When British documentary producer Catherine Bailey began looking through family archives at Belvoir Castle, she was searching for information about the men from the area who served in World War I, including the 9th Duke of Rutland. What she didn’t find surprised her. Not only did she find few letters from the war, surprising for a family who wrote each other and others often, but the letters were missing from two other periods—when John Manners, later the 9th Duke, was nine years old and in 1909, when he was serving the ambassador in Rome.
Soon, Bailey learned that Manners spent the last days of his life, when he was dying of pneumonia, working among the archives in the room, that he died there, and that the rooms had been locked up ever since he died.
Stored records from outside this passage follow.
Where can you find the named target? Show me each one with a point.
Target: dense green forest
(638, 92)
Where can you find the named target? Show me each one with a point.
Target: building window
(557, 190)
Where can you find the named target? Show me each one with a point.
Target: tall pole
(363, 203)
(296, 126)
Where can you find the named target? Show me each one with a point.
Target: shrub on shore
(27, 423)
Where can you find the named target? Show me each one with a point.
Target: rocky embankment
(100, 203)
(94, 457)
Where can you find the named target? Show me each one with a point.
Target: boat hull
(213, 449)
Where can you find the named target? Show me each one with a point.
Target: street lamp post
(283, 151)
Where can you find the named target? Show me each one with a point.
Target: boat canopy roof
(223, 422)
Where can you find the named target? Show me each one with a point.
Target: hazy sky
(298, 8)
It became clear that he was destroying correspondence and other papers. Further, she learned that the rooms had been broken into shortly after his death, the thief being identified later as John’s mistress, Hilda Lezard.
Bailey realized that without the letters for World War I, she could not complete her original project. However, she then decided to try to find out what happened during those three periods of the Duke’s life that he wanted hidden.
The result is a story as fascinating as any mystery novel. Although the entire truth of these periods will never be known—in particular, exactly what happened to the Duke’s brother Haddon when they were boys—the search is as interesting as any modern crime story. The truth involves cruelty, duplicity, and a completely unscrupulous parent.
The Secret Rooms is an entertaining and interesting book. I highly recommend it.